One Scenario, Four Skills
This demo shows the full judgment loop: make the mess legible, challenge the thinking, deliberate the decision, and create evidence before commitment.
Scenario
Our team thinks onboarding is too complicated. Sales says prospects ask for simpler setup. Support says new customers are confused by permissions. Product says activation is stable. Data says the problem may only affect enterprise customers. Leadership wants to know whether we should rebuild onboarding next quarter or focus on segmentation and targeted setup help.
1. Make the Mess Legible
Use The Briefing Room to separate the raw context into facts, claims, assumptions, tensions, open questions, and next use.
Use The Briefing Room on this messy context.

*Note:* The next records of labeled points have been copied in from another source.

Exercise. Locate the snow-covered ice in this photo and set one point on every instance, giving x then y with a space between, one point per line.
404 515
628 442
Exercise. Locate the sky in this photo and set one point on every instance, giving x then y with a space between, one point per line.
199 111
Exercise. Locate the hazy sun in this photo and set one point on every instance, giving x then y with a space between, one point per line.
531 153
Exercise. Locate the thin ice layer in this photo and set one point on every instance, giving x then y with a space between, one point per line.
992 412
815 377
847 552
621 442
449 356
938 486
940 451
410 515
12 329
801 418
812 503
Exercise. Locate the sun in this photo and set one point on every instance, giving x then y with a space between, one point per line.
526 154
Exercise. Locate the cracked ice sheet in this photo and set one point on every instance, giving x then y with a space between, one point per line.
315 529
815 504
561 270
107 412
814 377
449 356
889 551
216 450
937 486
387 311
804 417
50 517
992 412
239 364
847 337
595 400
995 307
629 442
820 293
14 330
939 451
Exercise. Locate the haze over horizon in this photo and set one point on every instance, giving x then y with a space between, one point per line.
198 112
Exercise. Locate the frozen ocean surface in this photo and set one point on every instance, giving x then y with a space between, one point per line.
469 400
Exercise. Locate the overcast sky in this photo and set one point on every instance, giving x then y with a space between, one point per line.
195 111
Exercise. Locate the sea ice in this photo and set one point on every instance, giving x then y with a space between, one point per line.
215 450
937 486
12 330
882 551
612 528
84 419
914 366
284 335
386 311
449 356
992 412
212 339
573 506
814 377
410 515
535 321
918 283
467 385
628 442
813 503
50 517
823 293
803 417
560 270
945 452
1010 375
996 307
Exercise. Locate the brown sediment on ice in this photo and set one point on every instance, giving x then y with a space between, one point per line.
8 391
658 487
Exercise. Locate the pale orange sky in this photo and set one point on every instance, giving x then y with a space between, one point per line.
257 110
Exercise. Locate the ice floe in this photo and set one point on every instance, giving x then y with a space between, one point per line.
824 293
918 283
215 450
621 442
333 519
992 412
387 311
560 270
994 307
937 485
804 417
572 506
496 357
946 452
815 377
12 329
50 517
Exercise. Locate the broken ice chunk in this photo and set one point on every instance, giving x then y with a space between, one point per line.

Separate facts, claims, assumptions, tensions, contradictions, open questions, and the best next use.
- Facts separate from claims.
- The activation-versus-confusion tension becomes visible.
- The brief identifies what kind of thinking should happen next.
2. Challenge the Thinking
Use Ground Truth to challenge the diagnosis before the team commits to a solution.
Use Ground Truth on this brief. Do not validate the current diagnosis by default. Identify the weakest assumption, strongest counterargument, missing evidence, and what should happen before we commit roadmap time.
- The jump from "users are confused" to "rebuild onboarding" gets tested.
- Alternative explanations become visible.
- The recommendation shifts toward evidence before commitment.
3. Deliberate the Decision
Use The Quorum if leadership needs a real decision with visible trade-offs.
Use The Quorum on this decision: should we rebuild onboarding next quarter, or run a targeted diagnostic path around segment-specific onboarding friction first? Preserve disagreement and give me a calibrated recommendation with a pre-mortem.
- Multiple lenses independently assess the trade-off.
- The council distinguishes urgency, reversibility, execution cost, and political pressure.
- The chairman gives a calibrated recommendation and preserves dissent.
4. Create Evidence
Use Test Drive to design the smallest credible evidence loop.
Use Test Drive to design the smallest credible test for whether onboarding complexity is the real problem. Include evidence type, smallest credible test, artifact needed, connector path, approval gate, support signals, weaken signals, and learning loop.
- The skill identifies the evidence type.
- It proposes a small test and names connector needs or manual fallbacks.
- It defines what would support, weaken, or change the plan.
What This Shows
The bundle is not a chain of prompts. It is a judgment loop: make context readable, keep reasoning honest, deliberate consequential trade-offs, and create evidence before commitment. Use the smallest part of the loop that matches the situation.